The setup of the Epson was extremely pleasing - it has a little LCD screen and various buttons, which meant that I could power it up and join it to my WiFi network without having to connect it to a computer via USB at all. I then added it as a printer on my laptop (which was easy since the printer was already announcing itself on the WiFi network) and OS X was happy to do both printing and scanning over WiFi.

I then investigated the Epson software for it and found that I didn't have to install a giant heap of drivers and applications, I could pick and choose which things I had. Specifically I was interested in whether I could react to the Scan button being pressed on the printer, even though it was not connected via USB. It turns out that this is indeed possible, via a little application called EEventManager. With that setup to process the scans to my liking (specifically, Colour, 300DPI, assembled into a PDF and saved into a particular temporary directory), the hardware stage of the project was over.

With the ability to turn paper into a PDF with a couple of button presses on the printer itself, I was ready to figure out what to do with it next.

The software

As people with a focus on paperless workflows (such as David Sparks) have rightly pointed out, there are several stages to a paperless workflow - capture, processing and recall. At this point I had the capture stage sorted, so the next one is processing.

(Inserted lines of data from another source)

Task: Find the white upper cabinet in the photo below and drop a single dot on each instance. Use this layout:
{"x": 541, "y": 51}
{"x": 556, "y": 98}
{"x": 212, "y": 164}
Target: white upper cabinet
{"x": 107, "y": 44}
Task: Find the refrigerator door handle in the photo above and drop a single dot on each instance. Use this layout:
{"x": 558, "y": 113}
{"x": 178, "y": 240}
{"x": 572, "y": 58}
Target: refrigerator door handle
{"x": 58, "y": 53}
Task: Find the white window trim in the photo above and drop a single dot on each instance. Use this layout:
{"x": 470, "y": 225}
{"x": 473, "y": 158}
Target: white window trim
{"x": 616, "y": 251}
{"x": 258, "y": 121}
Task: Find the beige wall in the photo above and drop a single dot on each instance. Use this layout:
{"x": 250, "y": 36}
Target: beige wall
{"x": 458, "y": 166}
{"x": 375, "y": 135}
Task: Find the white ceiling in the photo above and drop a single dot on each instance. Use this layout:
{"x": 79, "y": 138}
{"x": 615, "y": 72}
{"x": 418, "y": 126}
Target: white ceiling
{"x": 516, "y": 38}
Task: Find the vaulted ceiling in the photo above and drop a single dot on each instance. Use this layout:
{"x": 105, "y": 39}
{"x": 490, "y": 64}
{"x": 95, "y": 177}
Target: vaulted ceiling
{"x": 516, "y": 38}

When you have a PDF with scanned images inside it, you obviously can't do anything with the text on the pages, it's not computer-readable text, it's a picture, but it turns out that it is possible to tell the PDF what the words are and where they are on the page, which makes the text selectable. So my attention turned to OCR (Optical Character Recognition) software. I didn't engage in a particularly detailed survey because I came across a great deal on Nuance's PDF Converter For Mac product and was so impressed with its trial copy that I snapped up the deal and forged ahead. I hear good things about PDFPen, but I've never tried it.

Automation

Having a directory full of scanned documents and some OCR software is a good place to be, but it's not a great place to be unless you can automate it. Fortunately, OS X has some pretty excellent automation tools.

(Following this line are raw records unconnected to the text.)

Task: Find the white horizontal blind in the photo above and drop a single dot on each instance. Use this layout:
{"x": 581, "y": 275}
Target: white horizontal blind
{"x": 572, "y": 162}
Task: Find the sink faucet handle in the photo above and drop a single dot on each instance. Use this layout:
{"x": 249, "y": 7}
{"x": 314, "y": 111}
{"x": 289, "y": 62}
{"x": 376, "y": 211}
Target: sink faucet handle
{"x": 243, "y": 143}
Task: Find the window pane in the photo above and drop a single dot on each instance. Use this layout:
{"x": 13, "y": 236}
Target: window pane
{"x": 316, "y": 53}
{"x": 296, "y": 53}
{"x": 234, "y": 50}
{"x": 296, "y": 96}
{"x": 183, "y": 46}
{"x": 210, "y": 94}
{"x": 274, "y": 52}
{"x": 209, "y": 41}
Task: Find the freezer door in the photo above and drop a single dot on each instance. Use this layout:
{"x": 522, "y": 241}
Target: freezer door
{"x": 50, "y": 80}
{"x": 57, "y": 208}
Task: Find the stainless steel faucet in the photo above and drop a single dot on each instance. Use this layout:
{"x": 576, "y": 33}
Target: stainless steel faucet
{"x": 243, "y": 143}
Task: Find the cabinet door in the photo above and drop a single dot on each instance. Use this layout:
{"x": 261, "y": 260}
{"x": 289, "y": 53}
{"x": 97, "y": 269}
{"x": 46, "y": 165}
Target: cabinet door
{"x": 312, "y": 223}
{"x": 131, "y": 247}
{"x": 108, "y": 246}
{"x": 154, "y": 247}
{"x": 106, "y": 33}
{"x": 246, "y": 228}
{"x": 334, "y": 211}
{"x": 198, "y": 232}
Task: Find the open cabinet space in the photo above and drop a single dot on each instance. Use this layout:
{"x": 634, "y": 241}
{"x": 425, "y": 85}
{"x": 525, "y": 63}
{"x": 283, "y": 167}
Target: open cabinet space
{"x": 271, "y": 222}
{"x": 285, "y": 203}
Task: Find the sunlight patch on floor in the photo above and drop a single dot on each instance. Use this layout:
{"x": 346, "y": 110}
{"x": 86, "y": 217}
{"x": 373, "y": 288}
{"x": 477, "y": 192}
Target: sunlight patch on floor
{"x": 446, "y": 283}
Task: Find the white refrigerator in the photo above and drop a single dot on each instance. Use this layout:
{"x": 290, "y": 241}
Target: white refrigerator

The magic all happens in a single Automator workflow configured as a Folder Action on the directory that EEventManager is saving the PDFs into:

Workflow

It will find any PDF files in that temporary folder, then loop over them, opening each one in Nuance PDF Converter, run the OCR function then save the PDF. The file is then moved to an archive directory and renamed to a generic date/time based filename. That's it.

That's it

Like I said, that's it. If you've been paying attention, at this point you'll say "but wait, you said there was a third part of a paperless workflow - you need tools to recall the documents later!". You would be right to say that, but the good news is that OS X solves this problem for you with zero additional effort.

As soon as the PDF is saved with the computer-readable text that the OCR function produces, it is indexed by the system's search system - Spotlight. Now all you need to do is hit Cmd-Space and type some keywords, you'll see all your matching documents and be able to get a preview. You can also open the search into a Finder window and see larger previews, change the sorting, edit the search terms, etc.

Future work

While that is it, there are future things I'd like to do - specifically I don't currently have an easy way to pull in attachments from emails, or downloaded PDFs, I have to go and drag them into the archived folder and optionally rename them. However, if you have your email hooked into the system email client (Mail.app) then it is being indexed by Spotlight, including attachments, so there's no immediate hurry to figure out a solution for that.

I do also like the idea of detecting specific keywords (e.g. company names) in the documents and using those to file the PDFs in subdirectories, but I'm not sure if I actually need/want it, so for now I'm sticking with one huge directory of everything.